On l’avait vu garer sa Mobylette devant chez Patou, comme tous les jours, et puis y faire un détour avant de traverser la rue pour venir ici, dans la salle des fêtes, retrouver sa sœur Solange fêtant avec nous tous, cousins, frères, amis, ses soixante ans et son départ à la retraite.
Et ce n’est pas à ce moment-là, mais après bien sûr, une fois que tout aura été fini et qu’on aura laissé derrière nous la journée de ce samedi et la salle des fêtes vide avec ses odeurs de tabac froid et de vin, ses nappes de papier déchirées et tachées, et puis, au-dehors, la neige ayant fini de recouvrir sur la dalle de béton, dans l’entrée, les traces de pas de tous ces invités repartis s’étonner chez eux de la journée, à ce moment-là donc, que moi aussi je reverrai chaque scène en m’étonnant de les avoir chacune si bien en mémoire, si présentes.
Je me souviendrai qu’au moment de la remise des cadeaux je l’avais regardé, lui, un peu à l’écart, tripotant quelque chose dans la poche de sa veste. D’ailleurs, sa veste, je ne la lui avais jamais vue, mais je la connaissais. Je veux dire que je ne l’avais jamais vue sur lui, une veste en daim redoublée de laine à l’intérieur, qu’on apercevait sur le col. Elle était défraîchie, et j’avais eu le temps de penser qu’elle avait appartenu à l’un de leurs frères, à lui et à Solange, lequel aura donné des vieilles affaires en échange d’un coup de main, d’un stère de bois à rentrer dans le garage ou même pour rien, uniquement pour donner à son frère des vêtements dont il ne voulait plus.
Je me suis dit ça en le regardant parce qu’il avait toujours la main droite dans sa poche et que celle-ci semblait tenir ou manipuler un objet, peut-être un paquet de cigarettes, puis non, bien sûr que non, je l’avais vu sortir et remettre son paquet de cigarettes dans la poche arrière de son pantalon.

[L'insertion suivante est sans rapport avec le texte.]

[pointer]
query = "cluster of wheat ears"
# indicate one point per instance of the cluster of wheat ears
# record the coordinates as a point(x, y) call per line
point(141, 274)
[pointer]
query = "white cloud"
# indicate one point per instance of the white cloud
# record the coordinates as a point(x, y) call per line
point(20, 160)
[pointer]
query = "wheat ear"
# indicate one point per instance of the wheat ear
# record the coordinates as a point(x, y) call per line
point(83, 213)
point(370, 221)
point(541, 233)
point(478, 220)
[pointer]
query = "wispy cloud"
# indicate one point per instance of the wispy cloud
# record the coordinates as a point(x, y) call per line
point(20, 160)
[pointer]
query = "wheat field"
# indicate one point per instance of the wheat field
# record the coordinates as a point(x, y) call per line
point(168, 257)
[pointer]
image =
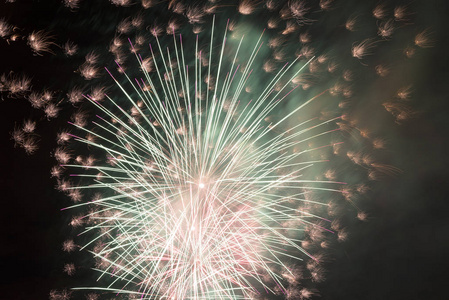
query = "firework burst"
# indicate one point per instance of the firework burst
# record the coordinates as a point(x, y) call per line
point(203, 197)
point(223, 164)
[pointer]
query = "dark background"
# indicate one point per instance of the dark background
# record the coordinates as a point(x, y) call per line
point(399, 254)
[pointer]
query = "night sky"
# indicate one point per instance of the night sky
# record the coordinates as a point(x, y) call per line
point(399, 254)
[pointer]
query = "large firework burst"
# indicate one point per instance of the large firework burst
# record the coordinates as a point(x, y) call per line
point(208, 197)
point(221, 160)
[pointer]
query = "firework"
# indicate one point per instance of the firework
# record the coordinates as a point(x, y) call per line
point(219, 165)
point(203, 197)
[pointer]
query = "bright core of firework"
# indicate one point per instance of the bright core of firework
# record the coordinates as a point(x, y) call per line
point(202, 197)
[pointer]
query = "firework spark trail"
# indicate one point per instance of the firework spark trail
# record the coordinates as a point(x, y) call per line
point(207, 219)
point(211, 176)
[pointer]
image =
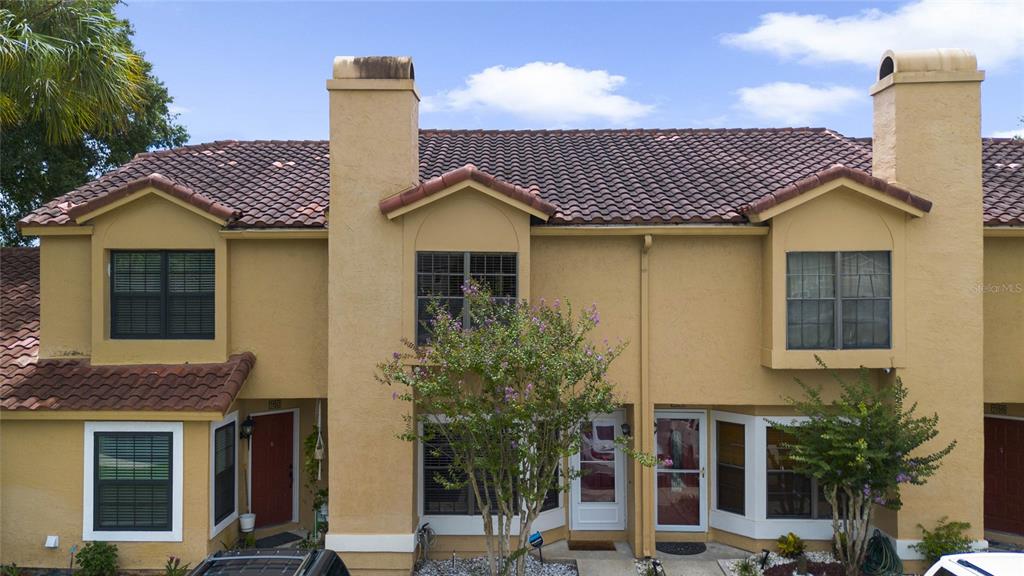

Trois ans après « Dans la foule », qui sélectionnait déjà un petit groupe de protagonistes plongés dans la tragédie para-footballistique du stade du Heysel, Laurent Mauvignier publiait en 2009, toujours chez Minuit, ce « Des hommes ». Comme le notait Florence Bernard dans son lumineux (et paradoxal) article « Des hommes de Laurent Mauvignier : un voyage au bout de la nuit » (publié dans Elseneur en 2014, à lire ici), il accentuait ainsi le lien dynamique et potentiellement si sombre entre l’individuel et le collectif, en se penchant avec poésie et machiavélisme sur les jardins personnels enfouis et les traumatismes plus ou moins soigneusement « gérés » de quelques appelés de la guerre d’Algérie, rentrés au pays dans un état fort peu indemne.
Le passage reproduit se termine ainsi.